Des ados comme les autres

Vous l'aurez compris, la consommation de boissons alcoolisées chez les politiques est une pratique généralisée et ce n'est pas Cédric Jotterand, le directeur du Journal de Morges qui dira le contraire: «Chez nous, tout se passe autour d'un verre de vin et les politiques n'y échappent pas». Le journaliste relève toutefois une exception.

«Je connais un municipal qui ne boit pas, mais il arrive à 'pèdzer'* durant les soirées en partant toujours en dernier, ce qui est une qualité dans ce milieu.»
Cédric Joterrand, directeur du Journal de Morges

Pèdzer, soit rester coller à la conversation, c'est bien ce que les citoyens attendent de leurs élus confirme Philippe Leuba, ancien conseiller d'Etat vaudois PLR de 2007 à 2022.

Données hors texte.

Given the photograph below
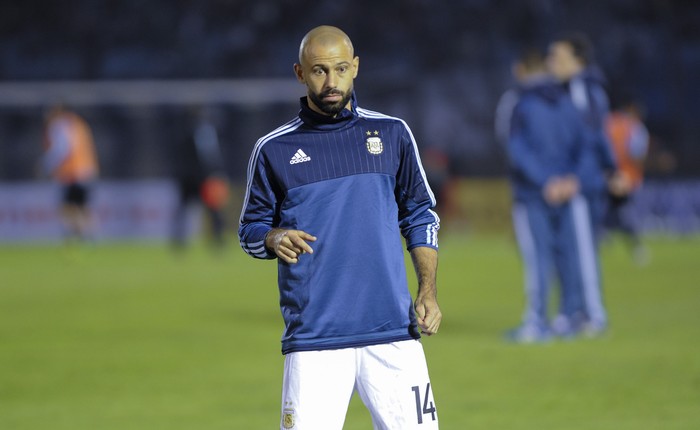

«L'important c'est de rester discuter avec les gens et non de boire de l'alcool. Les remarques négatives fusent quand les politiques filent à l'anglaise»
Philippe Leuba, ancien conseiller d'Etat vaudois

Mais boire de l'alcool est-il une condition pour faire avancer les dossiers? A Berne, la conseillère nationale fribourgeoise Valérie Piller Carrard ne croit pas que cela ait une quelconque influence sur les échanges entre paires tandis que du côté jurassien, Murielle Bacchi-Berdat constate que «les compromis et les dossiers avancent durant les apéros», mais qu'il ne faudrait pour autant pas les lier à la consommation d'alcool. «On n'est pas obligé de boire pour se montrer convivial» note-t-elle. Cette remarque nous fait sourire, les politiques seraient-ils des ados comme les autres, en subissant l'influence du groupe? «Peut-être», sourit la conseillère municipale au bout du fil, elle poursuit:

«La consommation d'alcool a peut-être aussi diminué avec l'arrivée des femmes en politique. Elles sont physiologiquement différentes, notamment de par leur poids, elles tiennent moins l'alcool et sont aussi plus vulnérables dans ces situations. Cela nous a contraint à mettre en place des stratégies pour moins consommer et nous sommes aussi plus critiques sur cette question.»
Murielle Macchi-Berdat, conseillère communale à Delémont

Le verre toujours plein

Vous l'aurez compris, réussir sa carrière politique n'est de fait pas lié à sa consommation d'alcool (encore heureux), mais plutôt à l'image positive qui se dégage de ces moments conviviaux comme les verrées ou les apéritifs suite aux séances de travail. Le véritable enjeu serait donc de ne pas assimiler la convivialité au verre de blanc, pour cela, il manque encore de nombreuses alternatives au fameux «jus d'orange-chips» proposé depuis des décennies selon Murielle Macchi-Berdat.

«L'arrivée des femmes en politique, l'influence de la nouvelle génération qui propose plus de mets sans viande, tout cela participe à une évolution de notre consommation et se reflète aussi dans nos apéros.»
Murielle Macchi-Berdat, conseillère communale à Delémont

A la conseillère municipale de conclure qu'après son intervention dans l'article du Quotidien jurassien sur la consommation d'alcool des élus, des hommes politiques sont venus la voir pour parler de leur vécu et «partager» leur tactique.

«Ils m'ont dit qu'ils avaient leur stratégie pour consommer moins d'alcool, dont celui de garder toujours leur verre plein et de faire croire qu'ils ont été resservis»
Murielle Macchi-Berdat, conseillère communale à Delémont

Ces stratégies d'évitement sont rarement divulguées et assumées par les hommes, à croire que l'image du politique consommateur d'alcool et bon vivant a encore de beaux jours devant elle.